OpenAI Recently launched the hot text-to-video generation model SoraHowever, the company's chief technology officer (CTO) Mira Murati in an interview with the Wall Street Journal but was too incoherent to specify Sora'sTraining DataSource.
In the interview, when Murati was asked directly about the source of Sora's training data, the reporter saidShe prevaricated only with the vague official line, "We use publicly available data and licensed data."
When pressed by a reporter to find out if specific sources included YouTube videos, theMurati went so far as to say, "I'm actually not sure about that.", and declined to answer questions about whether Instagram or Facebook videos were included in the training set. She argued that if the videos were publicly available and usable, then they might have been used, theBut she herself is not sure about that.
When asked if OpenAI has ever worked with its partner Shutterstock on data training, Murati declined to discuss the source of the data.

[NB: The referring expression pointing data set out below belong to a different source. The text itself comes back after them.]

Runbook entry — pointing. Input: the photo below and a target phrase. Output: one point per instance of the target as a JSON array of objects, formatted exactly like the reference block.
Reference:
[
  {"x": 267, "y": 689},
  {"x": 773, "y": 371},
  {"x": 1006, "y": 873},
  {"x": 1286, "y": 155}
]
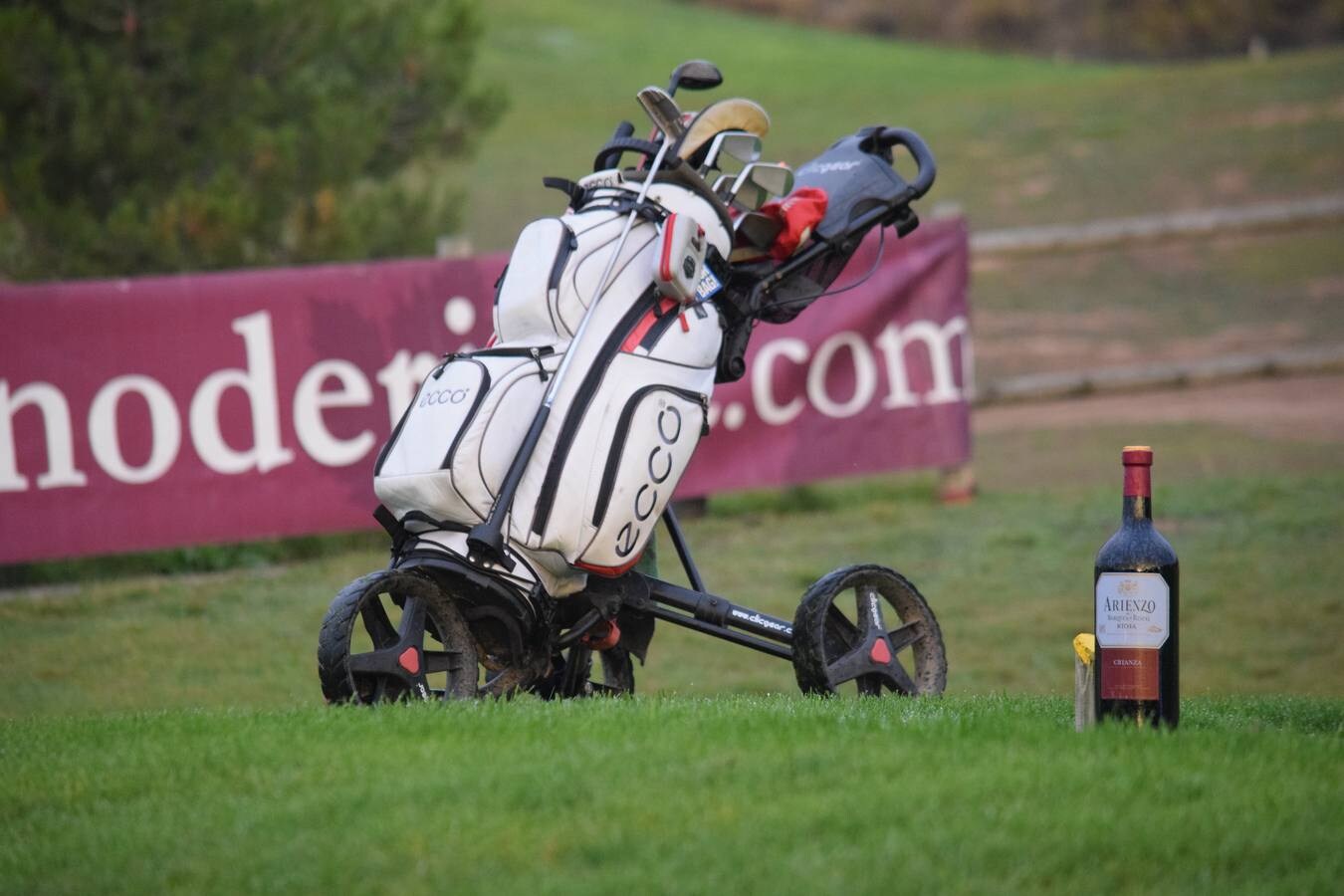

Murati even dodged a reporter's question about OpenAI's data partnership with stock photo giant Shutterstock, refusing to say whether videos from the platform were used to train Sora. ultimately, she simply cut off the discussion, insisting that the source of the data was "definitely publicly available or licensed" but not giving any specifics. She was unable to give any specifics.
Murati's blink-and-you'll-miss-it approach puts OpenAI in an awkward position. The company has previously been the subject of widespread controversy over its data-scraping behavior, and has even faced a number of copyright lawsuits, including one from the New York Times. Now.Even the CTO couldn't say where the training data for its most popular models came from, raising questions about how seriously OpenAI executives are taking the issue.
After the interview, Murati reportedly admitted privately that he did use Shutterstock videos to train Sora, but the material from Shutterstock is likely to be only a small portion of Sora's training data compared to the vast amount of video content available on the web.
Murati's secrecy has sparked a lot of debate among the netizens. Many felt she lacked candor and questioned her knowledge of her own product. Some said outright that it was unbelievable that the CTO would be uninformed about such a critical issue.
However, there are those who defend Murati by arguing that since the content has been posted to the web, AI companies should be allowed to exploit it. They argue that users should take the risk of having their content used since they choose to make it public.
It remains to be seen whether Murati's evasive behavior was an attempt to prevent further copyright disputes, or whether it was truly ignorant of the source of the data. What is certain is that the public has a right to question where this "publicly available and licensed" AI training data came from. In the future, I'm afraid that vague official statements will be hard to quell people's doubts.